DEVIDE This event represents an arithmetic division instruction (IDIV). The event itself is not directly recorded in a trace. The dataId of this event may appear in LABEL events.
LINE_NUMBER This event represents an execution of a line of source code. As a single line of code may be compiled into separated bytecode blocks, a number of LINE_NUMBER events having different data ID may point to the same line number.

Package Structure

SELogger comprises three sub-packages: logging, reader, and weaver.

  • The weaver sub-package is an implementation of Java Agent.
    • RuntimeWeaver class is the entry point of the agent. It calls ClassTransformer to inject logging instructions into target classes.
  • The logging sub-package implements logging features.
    • Logging class is the entry point of the logging feature. It records runtime events in files.
  • The reader sub-package implements classes to read log files.
    • LogPrinter class is an example to read .slg files generated by logging classes.

Limitation

The logging feature for some instructions (in particular, JUMP, RET, INVOKEDYNAMIC instructions) has not been tested well due to the lack of appropriate test cases.

To record Local variable names and line numbers, the tool uses debugging information embedded in class files.

History

The first version of SELogger (in icpc204 branch) is a static weaver for omniscient debugging . The execution trace recorded in this version is incompatible with the branch version.
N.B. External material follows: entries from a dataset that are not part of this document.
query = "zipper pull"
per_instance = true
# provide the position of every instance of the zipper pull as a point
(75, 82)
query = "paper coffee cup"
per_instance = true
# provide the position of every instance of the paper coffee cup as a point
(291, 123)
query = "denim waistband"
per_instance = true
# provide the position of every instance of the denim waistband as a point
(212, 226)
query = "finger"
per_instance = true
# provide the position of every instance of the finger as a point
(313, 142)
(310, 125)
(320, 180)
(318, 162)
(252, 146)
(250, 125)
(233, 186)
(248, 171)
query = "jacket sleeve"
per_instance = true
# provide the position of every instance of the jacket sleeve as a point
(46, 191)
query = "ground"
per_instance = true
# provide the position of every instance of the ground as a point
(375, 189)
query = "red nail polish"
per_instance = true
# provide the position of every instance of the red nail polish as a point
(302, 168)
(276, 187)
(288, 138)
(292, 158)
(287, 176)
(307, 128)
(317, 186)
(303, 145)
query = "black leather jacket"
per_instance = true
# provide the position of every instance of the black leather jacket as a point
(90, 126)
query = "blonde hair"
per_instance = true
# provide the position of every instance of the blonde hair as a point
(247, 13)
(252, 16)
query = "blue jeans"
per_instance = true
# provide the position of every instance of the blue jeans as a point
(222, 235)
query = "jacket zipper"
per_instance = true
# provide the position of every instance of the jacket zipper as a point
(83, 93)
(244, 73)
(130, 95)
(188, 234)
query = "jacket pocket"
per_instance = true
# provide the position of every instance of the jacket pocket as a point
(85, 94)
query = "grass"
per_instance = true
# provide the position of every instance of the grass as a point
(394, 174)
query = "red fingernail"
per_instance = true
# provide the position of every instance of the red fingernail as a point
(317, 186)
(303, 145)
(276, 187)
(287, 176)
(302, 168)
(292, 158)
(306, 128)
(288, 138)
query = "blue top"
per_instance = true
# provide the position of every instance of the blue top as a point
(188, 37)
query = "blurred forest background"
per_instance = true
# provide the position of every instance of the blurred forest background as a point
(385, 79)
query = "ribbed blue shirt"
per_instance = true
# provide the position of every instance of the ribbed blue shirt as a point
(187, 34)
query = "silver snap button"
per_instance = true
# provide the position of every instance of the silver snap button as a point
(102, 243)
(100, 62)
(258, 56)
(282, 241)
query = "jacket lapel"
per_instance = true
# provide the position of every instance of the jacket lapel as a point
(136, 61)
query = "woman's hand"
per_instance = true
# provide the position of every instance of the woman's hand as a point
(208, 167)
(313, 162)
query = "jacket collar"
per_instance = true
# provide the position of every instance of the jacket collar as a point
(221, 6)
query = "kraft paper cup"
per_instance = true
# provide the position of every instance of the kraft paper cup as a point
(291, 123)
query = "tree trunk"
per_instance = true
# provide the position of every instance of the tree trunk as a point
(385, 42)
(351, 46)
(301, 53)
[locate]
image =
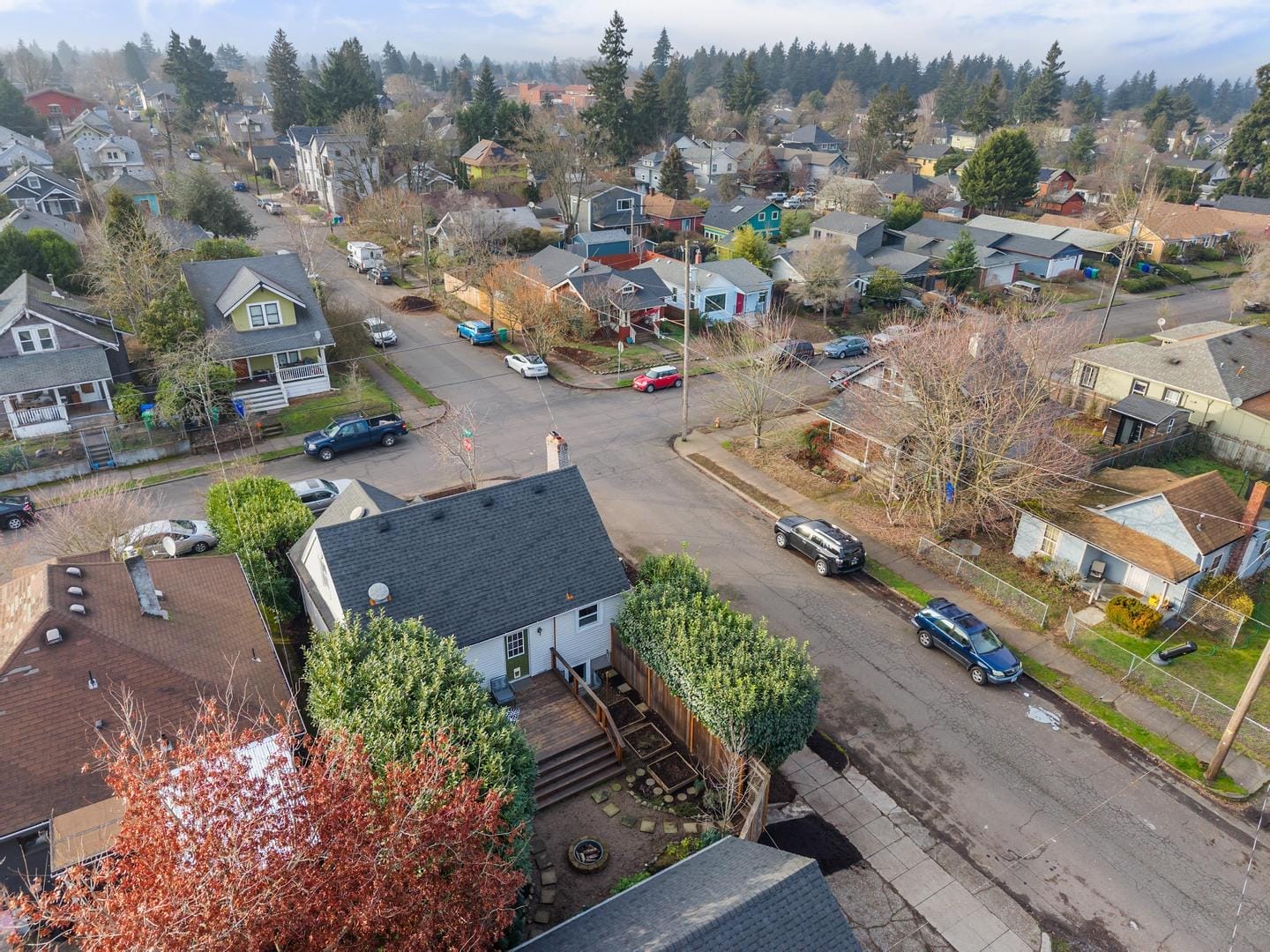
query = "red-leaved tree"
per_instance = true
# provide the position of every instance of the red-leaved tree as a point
(228, 841)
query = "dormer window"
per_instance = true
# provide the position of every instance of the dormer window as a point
(265, 314)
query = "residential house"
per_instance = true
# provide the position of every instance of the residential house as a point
(107, 156)
(811, 138)
(42, 190)
(26, 219)
(371, 551)
(79, 631)
(271, 326)
(721, 291)
(923, 158)
(490, 164)
(332, 167)
(1152, 533)
(57, 360)
(57, 107)
(733, 894)
(1221, 376)
(673, 213)
(723, 219)
(143, 192)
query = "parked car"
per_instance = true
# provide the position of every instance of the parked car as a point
(188, 537)
(378, 331)
(16, 512)
(833, 550)
(846, 346)
(526, 365)
(658, 378)
(319, 494)
(355, 432)
(972, 643)
(476, 331)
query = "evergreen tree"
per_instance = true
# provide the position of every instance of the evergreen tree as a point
(661, 55)
(611, 115)
(673, 176)
(1002, 172)
(646, 109)
(282, 69)
(673, 94)
(960, 267)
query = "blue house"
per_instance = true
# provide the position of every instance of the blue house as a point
(724, 219)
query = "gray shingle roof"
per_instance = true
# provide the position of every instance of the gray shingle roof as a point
(208, 279)
(732, 895)
(481, 564)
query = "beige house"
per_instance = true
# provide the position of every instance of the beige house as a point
(1221, 372)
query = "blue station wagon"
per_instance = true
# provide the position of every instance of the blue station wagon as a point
(972, 643)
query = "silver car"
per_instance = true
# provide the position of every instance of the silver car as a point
(319, 494)
(187, 536)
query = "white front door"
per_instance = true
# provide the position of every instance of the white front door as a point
(1136, 579)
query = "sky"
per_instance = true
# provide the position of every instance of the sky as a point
(1113, 37)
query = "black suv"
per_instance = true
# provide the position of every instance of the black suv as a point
(831, 548)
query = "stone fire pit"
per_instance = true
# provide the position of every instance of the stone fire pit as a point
(588, 856)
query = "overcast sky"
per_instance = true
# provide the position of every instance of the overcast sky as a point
(1113, 37)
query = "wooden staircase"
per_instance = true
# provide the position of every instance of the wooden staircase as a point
(574, 770)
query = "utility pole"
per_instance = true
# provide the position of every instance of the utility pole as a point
(1240, 712)
(1131, 247)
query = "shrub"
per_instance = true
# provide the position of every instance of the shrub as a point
(1133, 616)
(755, 692)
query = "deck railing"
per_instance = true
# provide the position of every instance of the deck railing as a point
(588, 698)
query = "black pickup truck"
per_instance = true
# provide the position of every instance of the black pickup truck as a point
(355, 432)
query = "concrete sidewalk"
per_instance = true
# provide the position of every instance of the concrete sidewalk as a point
(1243, 770)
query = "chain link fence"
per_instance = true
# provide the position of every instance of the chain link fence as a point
(1139, 673)
(984, 582)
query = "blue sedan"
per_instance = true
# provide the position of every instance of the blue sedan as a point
(972, 643)
(476, 331)
(846, 346)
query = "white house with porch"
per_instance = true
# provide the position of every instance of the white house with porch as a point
(57, 361)
(270, 324)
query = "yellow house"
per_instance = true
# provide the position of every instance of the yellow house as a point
(268, 324)
(1217, 371)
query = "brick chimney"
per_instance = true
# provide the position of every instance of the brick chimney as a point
(557, 452)
(1251, 513)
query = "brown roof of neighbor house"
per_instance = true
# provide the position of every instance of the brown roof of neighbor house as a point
(661, 206)
(213, 635)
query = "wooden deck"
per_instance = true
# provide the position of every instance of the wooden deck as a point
(551, 718)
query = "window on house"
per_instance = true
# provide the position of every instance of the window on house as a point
(263, 315)
(34, 340)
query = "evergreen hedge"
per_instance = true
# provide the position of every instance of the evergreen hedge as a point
(739, 681)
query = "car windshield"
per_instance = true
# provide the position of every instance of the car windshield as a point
(984, 640)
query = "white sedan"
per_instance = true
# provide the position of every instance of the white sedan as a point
(526, 365)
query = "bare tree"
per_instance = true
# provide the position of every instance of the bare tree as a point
(453, 438)
(752, 369)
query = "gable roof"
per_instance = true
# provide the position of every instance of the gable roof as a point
(438, 557)
(46, 733)
(730, 895)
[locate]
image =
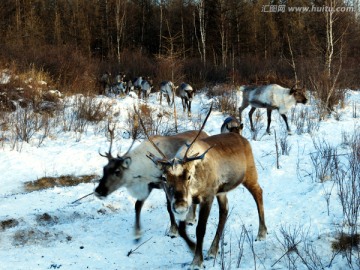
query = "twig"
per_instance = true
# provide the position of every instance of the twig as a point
(82, 197)
(132, 251)
(292, 248)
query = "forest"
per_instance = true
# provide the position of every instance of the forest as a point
(202, 42)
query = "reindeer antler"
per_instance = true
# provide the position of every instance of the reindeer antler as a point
(147, 135)
(111, 133)
(186, 158)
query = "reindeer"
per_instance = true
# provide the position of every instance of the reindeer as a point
(137, 85)
(271, 97)
(139, 176)
(192, 178)
(231, 124)
(186, 93)
(146, 86)
(167, 88)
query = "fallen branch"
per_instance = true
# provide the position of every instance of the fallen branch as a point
(132, 251)
(82, 197)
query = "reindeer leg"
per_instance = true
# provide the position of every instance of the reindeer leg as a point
(138, 205)
(269, 121)
(205, 208)
(173, 231)
(256, 192)
(183, 234)
(286, 123)
(241, 108)
(223, 212)
(191, 216)
(252, 110)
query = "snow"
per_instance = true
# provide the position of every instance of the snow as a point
(98, 234)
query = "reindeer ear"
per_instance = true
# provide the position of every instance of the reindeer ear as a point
(126, 162)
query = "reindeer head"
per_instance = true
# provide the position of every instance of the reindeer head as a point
(298, 94)
(113, 172)
(179, 174)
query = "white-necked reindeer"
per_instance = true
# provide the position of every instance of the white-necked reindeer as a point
(146, 86)
(167, 88)
(139, 176)
(193, 178)
(271, 97)
(231, 124)
(186, 93)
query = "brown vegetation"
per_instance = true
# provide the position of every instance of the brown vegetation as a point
(61, 181)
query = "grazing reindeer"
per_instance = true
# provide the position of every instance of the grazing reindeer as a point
(186, 93)
(146, 86)
(271, 97)
(192, 178)
(167, 88)
(119, 88)
(139, 176)
(231, 124)
(137, 85)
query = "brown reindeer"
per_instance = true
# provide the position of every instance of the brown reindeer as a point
(226, 162)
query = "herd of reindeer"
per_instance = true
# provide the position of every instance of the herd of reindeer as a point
(144, 86)
(193, 168)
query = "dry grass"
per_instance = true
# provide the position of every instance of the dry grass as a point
(61, 181)
(8, 223)
(346, 242)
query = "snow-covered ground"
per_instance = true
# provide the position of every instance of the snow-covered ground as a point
(53, 233)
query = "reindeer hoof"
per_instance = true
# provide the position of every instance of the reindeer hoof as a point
(173, 234)
(137, 236)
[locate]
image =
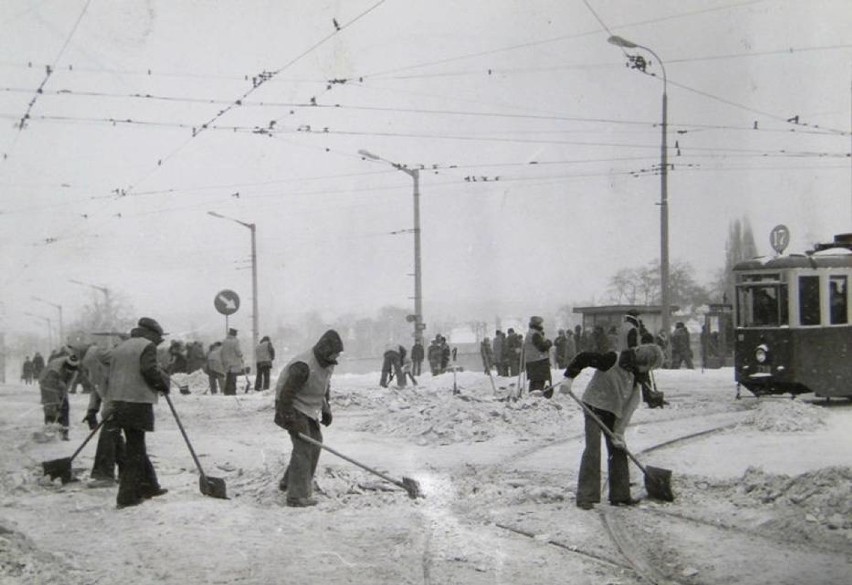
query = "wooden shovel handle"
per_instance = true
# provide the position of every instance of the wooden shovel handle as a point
(604, 428)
The major differences are:

  • Simplified data format
  • Simplified instrumentation implementation
  • Simplified logging implementation (easy to extend)
  • Supported load-time weaving
  • Supported tracing jumps caused by exceptions
  • Supported fixed-size buffer logging
  • Improved reliability with JUnit test cases

Please note that the documentation in the doc directory was written for the old version. We still keep the files for the record.